昨年の秋、UAEのドバイで「空飛ぶタクシー」の試験飛行が行われて話題となりました。これはドイツのボロコプター社が開発したドローン(無人機)で、18の小さなプロペラを使って飛ぶもの。自動操縦ですが、2人の乗客を載せることができます。エンジンではなく、バッテリーとモーターを使っているため30分ほどしか飛行時間はありません。この大型ドローンを「空飛ぶタクシー」として使おうというのが狙いというから驚きます。まだ、地上を走るクルマでさえ自動運転のタクシーが実現していないのに、空を飛ぶドローンで自動タクシーを実現しようというのです。

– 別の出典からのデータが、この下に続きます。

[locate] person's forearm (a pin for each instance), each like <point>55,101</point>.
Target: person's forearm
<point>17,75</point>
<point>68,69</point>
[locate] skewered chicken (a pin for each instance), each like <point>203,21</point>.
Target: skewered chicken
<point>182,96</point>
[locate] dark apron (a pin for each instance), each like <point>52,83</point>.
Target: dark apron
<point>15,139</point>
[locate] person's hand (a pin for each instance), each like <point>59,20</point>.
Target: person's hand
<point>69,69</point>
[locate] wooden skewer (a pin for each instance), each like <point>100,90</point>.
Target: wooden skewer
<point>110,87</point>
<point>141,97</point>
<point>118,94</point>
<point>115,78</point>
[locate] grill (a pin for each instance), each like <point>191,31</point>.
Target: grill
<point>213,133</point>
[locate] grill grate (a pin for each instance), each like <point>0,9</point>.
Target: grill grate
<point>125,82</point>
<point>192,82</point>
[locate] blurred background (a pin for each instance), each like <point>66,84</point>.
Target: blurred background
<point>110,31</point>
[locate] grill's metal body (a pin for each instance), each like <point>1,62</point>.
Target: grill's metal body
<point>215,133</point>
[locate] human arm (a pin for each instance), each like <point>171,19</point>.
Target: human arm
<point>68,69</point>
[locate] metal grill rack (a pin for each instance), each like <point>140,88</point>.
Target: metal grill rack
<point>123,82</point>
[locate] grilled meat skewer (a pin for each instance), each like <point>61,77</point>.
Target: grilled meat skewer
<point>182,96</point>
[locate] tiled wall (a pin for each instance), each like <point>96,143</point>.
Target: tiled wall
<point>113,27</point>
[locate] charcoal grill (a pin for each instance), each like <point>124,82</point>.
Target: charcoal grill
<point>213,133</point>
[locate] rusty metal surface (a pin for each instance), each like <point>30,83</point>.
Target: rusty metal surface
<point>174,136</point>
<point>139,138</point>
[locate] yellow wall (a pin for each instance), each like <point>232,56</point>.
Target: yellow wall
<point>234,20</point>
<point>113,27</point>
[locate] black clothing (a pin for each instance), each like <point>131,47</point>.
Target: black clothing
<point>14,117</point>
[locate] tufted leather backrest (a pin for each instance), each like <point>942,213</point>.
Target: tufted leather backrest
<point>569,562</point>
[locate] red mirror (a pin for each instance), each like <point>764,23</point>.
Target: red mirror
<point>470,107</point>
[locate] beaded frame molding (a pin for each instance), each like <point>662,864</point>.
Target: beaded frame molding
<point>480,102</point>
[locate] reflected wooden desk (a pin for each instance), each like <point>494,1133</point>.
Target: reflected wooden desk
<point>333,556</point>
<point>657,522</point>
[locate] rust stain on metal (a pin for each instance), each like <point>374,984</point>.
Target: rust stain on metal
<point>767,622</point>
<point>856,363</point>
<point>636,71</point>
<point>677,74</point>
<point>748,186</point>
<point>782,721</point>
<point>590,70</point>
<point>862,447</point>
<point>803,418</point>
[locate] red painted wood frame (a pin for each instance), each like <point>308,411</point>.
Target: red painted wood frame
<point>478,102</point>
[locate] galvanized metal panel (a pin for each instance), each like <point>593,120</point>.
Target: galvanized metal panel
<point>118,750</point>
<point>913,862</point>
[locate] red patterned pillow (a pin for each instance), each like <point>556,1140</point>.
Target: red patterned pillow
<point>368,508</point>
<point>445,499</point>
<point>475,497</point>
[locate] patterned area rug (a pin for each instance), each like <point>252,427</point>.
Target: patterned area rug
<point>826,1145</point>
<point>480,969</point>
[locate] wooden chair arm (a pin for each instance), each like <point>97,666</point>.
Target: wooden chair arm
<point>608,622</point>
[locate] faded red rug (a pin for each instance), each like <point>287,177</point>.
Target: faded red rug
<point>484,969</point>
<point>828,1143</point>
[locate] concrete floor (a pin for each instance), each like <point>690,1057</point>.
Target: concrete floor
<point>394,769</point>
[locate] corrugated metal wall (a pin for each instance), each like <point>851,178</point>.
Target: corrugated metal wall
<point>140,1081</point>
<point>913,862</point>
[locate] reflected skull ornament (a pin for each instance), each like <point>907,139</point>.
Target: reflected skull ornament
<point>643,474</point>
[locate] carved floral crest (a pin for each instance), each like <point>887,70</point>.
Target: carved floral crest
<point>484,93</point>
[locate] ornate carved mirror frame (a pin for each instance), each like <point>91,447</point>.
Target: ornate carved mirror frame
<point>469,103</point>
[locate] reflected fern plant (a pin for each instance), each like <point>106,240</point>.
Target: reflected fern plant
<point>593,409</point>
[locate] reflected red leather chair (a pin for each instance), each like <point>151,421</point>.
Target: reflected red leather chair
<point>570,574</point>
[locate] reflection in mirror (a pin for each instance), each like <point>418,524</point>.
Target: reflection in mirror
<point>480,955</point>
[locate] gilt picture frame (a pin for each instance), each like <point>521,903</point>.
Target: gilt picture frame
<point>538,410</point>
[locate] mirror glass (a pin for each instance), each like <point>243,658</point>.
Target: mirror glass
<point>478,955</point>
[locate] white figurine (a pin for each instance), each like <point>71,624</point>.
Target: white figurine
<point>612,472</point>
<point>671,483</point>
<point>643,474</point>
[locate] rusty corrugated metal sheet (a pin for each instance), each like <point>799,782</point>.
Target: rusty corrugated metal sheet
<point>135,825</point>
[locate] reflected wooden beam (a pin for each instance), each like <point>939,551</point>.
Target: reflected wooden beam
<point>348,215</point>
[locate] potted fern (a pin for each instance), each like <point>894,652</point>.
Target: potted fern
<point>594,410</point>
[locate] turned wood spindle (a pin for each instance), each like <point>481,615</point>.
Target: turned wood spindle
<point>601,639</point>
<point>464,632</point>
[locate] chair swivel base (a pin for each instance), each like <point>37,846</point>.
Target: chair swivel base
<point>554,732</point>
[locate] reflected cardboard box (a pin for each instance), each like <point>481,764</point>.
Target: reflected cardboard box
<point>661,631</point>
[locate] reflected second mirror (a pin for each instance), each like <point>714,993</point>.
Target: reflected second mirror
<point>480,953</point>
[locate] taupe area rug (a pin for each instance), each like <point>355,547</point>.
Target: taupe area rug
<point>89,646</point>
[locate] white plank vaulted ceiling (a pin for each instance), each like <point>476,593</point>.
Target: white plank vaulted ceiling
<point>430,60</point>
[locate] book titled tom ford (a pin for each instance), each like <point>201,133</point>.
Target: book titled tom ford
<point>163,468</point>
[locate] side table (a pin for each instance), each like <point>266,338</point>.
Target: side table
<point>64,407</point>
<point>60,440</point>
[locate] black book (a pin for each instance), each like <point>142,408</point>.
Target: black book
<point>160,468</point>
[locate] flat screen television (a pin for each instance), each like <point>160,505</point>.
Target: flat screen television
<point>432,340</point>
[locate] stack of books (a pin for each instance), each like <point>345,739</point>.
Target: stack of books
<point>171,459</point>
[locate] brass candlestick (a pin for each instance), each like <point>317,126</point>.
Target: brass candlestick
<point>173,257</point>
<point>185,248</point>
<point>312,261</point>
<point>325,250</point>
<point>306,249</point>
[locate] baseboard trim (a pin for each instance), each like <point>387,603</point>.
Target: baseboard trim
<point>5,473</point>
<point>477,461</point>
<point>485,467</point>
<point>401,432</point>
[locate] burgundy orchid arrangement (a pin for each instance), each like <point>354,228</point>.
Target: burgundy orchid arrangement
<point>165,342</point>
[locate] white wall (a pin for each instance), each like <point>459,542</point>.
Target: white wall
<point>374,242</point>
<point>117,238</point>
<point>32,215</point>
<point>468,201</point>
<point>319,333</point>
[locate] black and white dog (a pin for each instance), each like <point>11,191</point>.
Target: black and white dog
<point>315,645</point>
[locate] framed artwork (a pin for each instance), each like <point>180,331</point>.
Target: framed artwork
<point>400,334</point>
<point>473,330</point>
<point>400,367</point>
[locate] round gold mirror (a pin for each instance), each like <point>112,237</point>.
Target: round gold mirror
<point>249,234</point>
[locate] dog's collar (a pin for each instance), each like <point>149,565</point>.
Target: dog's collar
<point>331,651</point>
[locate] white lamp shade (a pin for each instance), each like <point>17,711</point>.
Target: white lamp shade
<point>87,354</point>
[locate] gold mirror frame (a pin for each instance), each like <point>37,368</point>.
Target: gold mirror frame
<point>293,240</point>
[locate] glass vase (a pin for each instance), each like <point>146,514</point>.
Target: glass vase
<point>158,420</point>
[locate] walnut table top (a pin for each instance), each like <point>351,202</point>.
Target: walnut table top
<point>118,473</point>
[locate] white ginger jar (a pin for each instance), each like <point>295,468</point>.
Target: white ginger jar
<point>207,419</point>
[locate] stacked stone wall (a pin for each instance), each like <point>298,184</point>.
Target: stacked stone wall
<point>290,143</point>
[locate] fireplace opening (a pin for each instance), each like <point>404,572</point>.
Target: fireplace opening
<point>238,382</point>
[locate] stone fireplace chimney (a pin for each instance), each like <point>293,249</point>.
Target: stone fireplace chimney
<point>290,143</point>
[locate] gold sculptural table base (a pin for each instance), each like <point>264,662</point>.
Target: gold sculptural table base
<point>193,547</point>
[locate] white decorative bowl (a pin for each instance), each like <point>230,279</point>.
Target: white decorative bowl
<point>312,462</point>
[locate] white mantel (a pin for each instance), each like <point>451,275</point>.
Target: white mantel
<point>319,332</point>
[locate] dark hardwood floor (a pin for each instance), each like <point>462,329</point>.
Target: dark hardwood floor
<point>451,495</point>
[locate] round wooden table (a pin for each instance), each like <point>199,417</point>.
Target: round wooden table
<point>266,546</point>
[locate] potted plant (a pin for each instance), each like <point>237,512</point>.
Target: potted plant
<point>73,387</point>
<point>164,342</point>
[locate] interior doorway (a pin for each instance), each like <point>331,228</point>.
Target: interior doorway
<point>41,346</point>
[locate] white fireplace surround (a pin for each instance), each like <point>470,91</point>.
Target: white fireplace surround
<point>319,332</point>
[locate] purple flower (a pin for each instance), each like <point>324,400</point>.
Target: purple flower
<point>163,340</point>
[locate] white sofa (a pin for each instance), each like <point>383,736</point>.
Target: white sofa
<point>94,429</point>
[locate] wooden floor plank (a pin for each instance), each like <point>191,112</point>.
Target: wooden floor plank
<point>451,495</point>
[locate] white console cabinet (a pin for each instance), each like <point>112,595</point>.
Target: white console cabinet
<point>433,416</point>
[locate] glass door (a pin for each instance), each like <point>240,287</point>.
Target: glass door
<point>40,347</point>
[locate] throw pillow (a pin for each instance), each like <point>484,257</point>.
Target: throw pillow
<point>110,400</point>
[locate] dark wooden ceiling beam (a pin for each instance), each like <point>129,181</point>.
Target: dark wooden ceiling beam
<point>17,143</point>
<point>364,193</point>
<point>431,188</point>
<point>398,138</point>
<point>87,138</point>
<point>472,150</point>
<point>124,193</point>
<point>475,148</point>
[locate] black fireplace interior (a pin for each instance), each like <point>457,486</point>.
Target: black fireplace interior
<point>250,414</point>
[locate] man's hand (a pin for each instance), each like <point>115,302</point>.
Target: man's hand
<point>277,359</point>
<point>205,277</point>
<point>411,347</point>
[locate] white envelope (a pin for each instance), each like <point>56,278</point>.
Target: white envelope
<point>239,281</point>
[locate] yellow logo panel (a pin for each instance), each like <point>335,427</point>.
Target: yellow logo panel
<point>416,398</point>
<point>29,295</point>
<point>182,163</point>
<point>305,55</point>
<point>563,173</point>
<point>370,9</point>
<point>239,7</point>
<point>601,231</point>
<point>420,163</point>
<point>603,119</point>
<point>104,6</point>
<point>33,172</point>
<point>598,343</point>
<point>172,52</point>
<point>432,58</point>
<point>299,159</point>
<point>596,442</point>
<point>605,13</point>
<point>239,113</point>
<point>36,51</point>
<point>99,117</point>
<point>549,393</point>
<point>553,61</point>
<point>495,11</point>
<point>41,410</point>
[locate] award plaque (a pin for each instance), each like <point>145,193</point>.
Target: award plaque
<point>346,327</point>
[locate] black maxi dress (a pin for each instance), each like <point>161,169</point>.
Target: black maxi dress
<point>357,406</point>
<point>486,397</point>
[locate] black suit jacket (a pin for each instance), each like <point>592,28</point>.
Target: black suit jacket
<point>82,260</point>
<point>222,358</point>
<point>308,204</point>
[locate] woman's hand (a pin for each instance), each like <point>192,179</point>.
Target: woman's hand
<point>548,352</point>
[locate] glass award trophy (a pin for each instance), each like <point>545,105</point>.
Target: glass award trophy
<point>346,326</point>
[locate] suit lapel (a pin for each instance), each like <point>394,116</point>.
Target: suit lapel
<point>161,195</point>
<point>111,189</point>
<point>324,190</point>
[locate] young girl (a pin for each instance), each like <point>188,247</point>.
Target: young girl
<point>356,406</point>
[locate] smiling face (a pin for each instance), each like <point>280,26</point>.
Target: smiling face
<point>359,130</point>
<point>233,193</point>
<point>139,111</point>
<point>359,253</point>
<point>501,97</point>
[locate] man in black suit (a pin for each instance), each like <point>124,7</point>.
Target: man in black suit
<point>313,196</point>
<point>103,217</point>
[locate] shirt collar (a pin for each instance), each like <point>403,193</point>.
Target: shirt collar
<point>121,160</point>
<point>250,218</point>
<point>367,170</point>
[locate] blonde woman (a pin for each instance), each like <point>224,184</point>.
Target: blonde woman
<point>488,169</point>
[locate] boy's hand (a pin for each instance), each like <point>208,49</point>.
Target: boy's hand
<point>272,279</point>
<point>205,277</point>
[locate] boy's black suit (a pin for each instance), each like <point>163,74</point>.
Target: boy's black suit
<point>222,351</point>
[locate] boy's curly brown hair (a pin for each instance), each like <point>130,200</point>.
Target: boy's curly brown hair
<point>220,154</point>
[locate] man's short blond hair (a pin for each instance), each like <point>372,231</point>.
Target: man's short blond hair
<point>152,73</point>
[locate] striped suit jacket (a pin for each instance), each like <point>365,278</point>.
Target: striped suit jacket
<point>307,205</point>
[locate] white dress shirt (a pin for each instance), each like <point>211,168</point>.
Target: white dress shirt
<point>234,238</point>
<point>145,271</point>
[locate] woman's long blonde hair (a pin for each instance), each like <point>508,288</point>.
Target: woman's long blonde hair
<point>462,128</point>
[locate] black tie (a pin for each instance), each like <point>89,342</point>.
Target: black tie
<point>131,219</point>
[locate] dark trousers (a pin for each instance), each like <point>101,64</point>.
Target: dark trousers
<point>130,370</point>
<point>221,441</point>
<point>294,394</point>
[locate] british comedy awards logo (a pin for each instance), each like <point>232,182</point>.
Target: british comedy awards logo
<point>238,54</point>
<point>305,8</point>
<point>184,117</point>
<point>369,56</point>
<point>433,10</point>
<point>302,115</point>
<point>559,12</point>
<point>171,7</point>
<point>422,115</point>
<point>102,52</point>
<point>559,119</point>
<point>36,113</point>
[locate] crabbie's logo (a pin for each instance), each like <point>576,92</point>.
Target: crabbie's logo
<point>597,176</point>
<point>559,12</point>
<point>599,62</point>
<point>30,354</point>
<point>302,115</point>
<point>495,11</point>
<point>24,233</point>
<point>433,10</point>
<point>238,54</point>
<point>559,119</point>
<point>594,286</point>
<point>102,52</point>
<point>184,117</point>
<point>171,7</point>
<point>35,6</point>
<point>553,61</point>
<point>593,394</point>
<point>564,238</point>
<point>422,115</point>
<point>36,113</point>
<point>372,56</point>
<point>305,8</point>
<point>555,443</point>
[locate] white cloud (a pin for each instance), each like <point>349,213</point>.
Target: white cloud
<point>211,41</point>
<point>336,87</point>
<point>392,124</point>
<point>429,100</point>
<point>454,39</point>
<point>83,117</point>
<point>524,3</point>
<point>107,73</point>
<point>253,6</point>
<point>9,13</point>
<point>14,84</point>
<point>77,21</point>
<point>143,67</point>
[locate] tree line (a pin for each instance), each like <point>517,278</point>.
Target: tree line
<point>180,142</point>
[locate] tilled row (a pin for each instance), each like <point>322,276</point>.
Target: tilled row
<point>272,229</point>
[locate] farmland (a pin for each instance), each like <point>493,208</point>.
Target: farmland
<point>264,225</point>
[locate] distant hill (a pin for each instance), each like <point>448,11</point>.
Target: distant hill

そして、2018年1月にアメリカのラスベガスで開催されたCESショーにも、ボロコプターが登場しました。今度は、インテルの基調講演の中、屋内ホールのステージでデモ飛行を披露したのです。夢物語ではなく、リアルに大型ドローンが飛ぶ迫力は、ものすごいものがありました。

▲2018年1月に開催されたCESショーのインテルの基調講演にて披露されたボロコプターの飛行デモ。
▲2018年1月に開催されたCESショーのインテルの基調講演にて披露されたボロコプターの飛行デモ。
▲2人乗りの自動操縦のボロコプター。電動で飛行する。
▲2人乗りの自動操縦のボロコプター。電動で飛行する。
▲ボロコプターの室内。操縦するためのスティックやハンドルは存在しない。
▲ボロコプターの室内。操縦するためのスティックやハンドルは存在しない。

エアバス社とアウディ、イタルデザインによるコラボレーション

また、3月にスイスで開催されたジュネーブ・モーターショーにおいては、アウディとイタルデザイン、エアバスの3社によるコンセプトモデル「Pop.Up Next」が出品されました。これは空と陸の両方を飛行/走行する自動運転の電動車両です。2人乗りのキャビンを真ん中に、上部にプロペラを備えた飛行モジュール、下に陸上を走る車両モジュールという3分割されたパーツからなります。空を飛ぶときはキャビン+飛行モジュール、陸ではキャビン+車両モジュールで飛行/走行をこなします。もちろん操縦は自動。ちなみにエアバス社は、自社でも自動飛行の試作機を作っていますから、このアウディなどとのコラボレーションも夢物語に終わらないものを感じさせます。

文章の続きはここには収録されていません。